Dr Terence Kee, president of the Society of Transplantation (Singapore), urged the Singapore community to support both deceased and living organ donation so that Singapore can meet the needs of a growing waiting list of patients needing a kidney or liver transplant (Turning to black market for organ transplants not worth the risks, June 22).
Based on my experience, this support is crucial and must also come from institutions such as insurance companies.
My husband was a dialysis patient for nearly 15 years and, last year, received a kidney from my daughter as a living donor.
However, when my daughter tried to claim her medical bills from her insurer, her claim was rejected.
The reasons given were that she had bought her policy in 2006 but the living donor organ transplant benefit was added only in 2007, and that the organ recipient was deemed to have a pre-existing kidney condition at the time her policy came into effect.
We are not convinced by the insurer's argument because it has been increasing its policy premiums periodically, informing policyholders of benefit enhancements for which they are entitled to be covered.
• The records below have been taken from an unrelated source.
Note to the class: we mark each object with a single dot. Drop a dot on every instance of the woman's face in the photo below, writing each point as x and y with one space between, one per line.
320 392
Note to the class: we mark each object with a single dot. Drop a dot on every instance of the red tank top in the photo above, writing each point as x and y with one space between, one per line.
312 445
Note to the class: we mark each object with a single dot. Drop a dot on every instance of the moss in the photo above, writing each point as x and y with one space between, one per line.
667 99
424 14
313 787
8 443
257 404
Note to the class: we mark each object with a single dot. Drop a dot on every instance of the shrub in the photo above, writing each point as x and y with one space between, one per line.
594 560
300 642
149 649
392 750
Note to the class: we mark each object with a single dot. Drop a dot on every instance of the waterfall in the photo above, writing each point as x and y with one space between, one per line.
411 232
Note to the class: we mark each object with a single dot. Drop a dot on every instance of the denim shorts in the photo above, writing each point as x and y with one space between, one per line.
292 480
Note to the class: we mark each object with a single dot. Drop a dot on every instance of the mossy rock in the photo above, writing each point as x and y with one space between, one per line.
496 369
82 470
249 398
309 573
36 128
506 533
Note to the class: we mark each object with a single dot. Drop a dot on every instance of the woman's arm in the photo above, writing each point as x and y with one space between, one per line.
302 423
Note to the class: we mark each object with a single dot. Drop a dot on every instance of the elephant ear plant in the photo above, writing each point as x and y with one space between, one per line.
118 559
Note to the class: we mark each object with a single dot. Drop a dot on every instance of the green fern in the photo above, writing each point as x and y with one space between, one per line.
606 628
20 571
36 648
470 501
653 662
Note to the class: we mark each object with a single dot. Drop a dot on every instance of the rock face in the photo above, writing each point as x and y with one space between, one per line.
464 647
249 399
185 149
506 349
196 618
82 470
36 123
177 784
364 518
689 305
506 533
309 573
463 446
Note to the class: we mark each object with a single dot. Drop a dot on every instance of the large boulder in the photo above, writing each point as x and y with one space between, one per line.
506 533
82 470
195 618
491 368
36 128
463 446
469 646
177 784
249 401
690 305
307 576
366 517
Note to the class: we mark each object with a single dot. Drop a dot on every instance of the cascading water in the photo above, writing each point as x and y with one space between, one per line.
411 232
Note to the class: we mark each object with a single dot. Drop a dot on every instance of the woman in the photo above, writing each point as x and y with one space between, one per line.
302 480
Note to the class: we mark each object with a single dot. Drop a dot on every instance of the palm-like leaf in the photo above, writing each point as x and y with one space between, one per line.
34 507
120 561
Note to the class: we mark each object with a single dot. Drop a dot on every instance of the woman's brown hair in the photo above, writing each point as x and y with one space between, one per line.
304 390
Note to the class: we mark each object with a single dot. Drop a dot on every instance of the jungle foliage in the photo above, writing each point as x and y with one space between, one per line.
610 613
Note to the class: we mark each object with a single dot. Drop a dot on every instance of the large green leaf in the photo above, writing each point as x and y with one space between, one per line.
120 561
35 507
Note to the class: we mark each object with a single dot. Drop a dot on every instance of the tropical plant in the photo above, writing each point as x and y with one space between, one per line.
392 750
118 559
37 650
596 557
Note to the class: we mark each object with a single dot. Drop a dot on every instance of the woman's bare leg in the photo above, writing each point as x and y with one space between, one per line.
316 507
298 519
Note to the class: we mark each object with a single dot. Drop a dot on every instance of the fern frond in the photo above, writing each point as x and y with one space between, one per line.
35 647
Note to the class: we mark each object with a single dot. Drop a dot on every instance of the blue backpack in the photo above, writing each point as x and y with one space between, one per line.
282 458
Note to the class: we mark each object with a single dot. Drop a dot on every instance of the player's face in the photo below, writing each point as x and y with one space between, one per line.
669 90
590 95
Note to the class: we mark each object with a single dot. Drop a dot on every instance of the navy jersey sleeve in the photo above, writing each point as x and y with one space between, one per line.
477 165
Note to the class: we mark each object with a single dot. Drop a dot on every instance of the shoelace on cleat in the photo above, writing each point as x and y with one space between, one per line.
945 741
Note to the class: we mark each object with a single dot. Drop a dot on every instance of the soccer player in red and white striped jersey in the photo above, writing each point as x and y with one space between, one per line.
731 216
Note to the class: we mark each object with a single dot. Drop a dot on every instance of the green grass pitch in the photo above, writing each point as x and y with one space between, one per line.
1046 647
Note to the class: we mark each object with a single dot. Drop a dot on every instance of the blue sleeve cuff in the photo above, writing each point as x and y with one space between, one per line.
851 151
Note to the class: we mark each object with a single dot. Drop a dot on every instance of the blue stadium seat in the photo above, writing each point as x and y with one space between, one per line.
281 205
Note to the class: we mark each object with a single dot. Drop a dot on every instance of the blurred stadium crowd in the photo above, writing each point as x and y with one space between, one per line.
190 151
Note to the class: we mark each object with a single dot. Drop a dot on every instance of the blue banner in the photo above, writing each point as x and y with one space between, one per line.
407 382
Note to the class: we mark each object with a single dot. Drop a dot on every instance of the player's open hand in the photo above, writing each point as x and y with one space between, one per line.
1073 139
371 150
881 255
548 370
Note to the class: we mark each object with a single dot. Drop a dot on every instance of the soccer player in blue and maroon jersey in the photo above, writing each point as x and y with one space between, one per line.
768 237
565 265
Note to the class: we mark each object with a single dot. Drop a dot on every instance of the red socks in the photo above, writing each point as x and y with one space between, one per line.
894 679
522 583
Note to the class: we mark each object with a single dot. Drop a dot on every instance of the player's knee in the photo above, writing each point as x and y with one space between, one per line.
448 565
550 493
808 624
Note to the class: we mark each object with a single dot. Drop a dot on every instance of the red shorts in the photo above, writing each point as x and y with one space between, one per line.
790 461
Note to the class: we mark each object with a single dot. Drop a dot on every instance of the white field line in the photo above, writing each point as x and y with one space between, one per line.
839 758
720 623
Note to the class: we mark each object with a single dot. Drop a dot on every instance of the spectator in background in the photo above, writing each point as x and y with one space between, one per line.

These enhanced benefits cover living donor transplants.
If she has been paying these higher premiums all this while, why is she not being covered under one of those enhanced benefits now?
Also, as she is submitting her claim as a living donor and not the recipient, why does the recipient's "pre-existing condition" clause apply to her?
The insurer paid the hospital only the amount that MediShield Life would have covered.
If insurance companies are not prepared to cover the medical bills of living donors, would that not be another important consideration for living donors when it comes to organ transplantation?